The final speaker in this excellent opening session at I-POLHYS 2024 is the equally excellent Fabio Giglietto from the Vera.AI project, whose focus is on media political partisanship and polarisation in Italy. Especially noteworthy here is also that his project explores the use of Large Language Models (LLMs) in news and social media research – a new approach that also needs a great deal of new validation approaches.

The project focusses on the 2022 Italian election, starting with 100,000 posts from 224 Italian news media Facebook pages.

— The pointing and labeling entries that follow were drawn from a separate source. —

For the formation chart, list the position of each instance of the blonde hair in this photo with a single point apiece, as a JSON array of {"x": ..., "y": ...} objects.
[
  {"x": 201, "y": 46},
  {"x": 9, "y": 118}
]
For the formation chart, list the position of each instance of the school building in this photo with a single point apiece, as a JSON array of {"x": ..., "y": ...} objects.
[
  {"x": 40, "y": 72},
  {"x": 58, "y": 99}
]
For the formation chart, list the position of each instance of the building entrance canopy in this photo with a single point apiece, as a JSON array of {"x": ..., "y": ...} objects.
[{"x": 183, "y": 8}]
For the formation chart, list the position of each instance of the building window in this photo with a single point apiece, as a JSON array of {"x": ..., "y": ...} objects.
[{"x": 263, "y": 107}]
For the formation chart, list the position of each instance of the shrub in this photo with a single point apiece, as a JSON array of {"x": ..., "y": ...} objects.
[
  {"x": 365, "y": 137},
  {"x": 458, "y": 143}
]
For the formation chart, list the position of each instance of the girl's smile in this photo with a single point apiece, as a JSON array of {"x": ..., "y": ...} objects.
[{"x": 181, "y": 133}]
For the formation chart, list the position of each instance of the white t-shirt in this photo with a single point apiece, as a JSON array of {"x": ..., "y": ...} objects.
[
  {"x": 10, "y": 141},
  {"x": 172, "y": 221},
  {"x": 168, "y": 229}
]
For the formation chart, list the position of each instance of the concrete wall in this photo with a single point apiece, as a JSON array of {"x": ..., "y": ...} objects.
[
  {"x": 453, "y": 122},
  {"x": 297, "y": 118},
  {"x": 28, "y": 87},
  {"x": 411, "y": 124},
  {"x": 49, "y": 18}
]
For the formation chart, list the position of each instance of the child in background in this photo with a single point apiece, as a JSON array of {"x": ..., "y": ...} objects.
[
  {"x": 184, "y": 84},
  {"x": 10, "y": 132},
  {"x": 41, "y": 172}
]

These were sampled down to some 12,600 posts on political topics from 12 selected Italian news outlets, and a specially trained OpenAI LLM was in fact used already to identify whether such posts addressed politics or not.

These posts then underwent a further embedding-based topic modelling process using LLMs in order to identify common topics, and also used LLMs to label the 94 topic clusters that emerged from this topic modelling step. To do so, a sample of the posts from each topic cluster with the greatest alignment to the topic was used for the classification process; and further human intervention also combined similar emerging clusters to arrive at a final list of 56 topics.

This was then combined with Fabio’s Multi-Party Media Partisanship Attention Score (MP-MPAS) in order to determine which topics received how much attention from the supporters of what political parties in the Italian system. In the end, this produced a distinction between topics aligned with centre-right, centre-left, Five Stars Movement, and ItalExit-related partisan groups. Further analysis then also connected this with the level of positive or negative sentiment that these Facebook posts received. Campaign-related topics received mostly positive reactions, while issue-based topics received more negative reactions.

There is a lot more to do in the development, testing, and verification of these LLM-assisted techniques, of course – but there are substantial opportunities here, of course. There still are significant challenges in accessing sufficient data for such work, however – both with respect to news and social media data. And for all the justified concerns about the use of LLMs in this work, we should also be careful about uncritically using human coding as a gold standard against we measure LLM results, given the vagaries of human coding in its own right.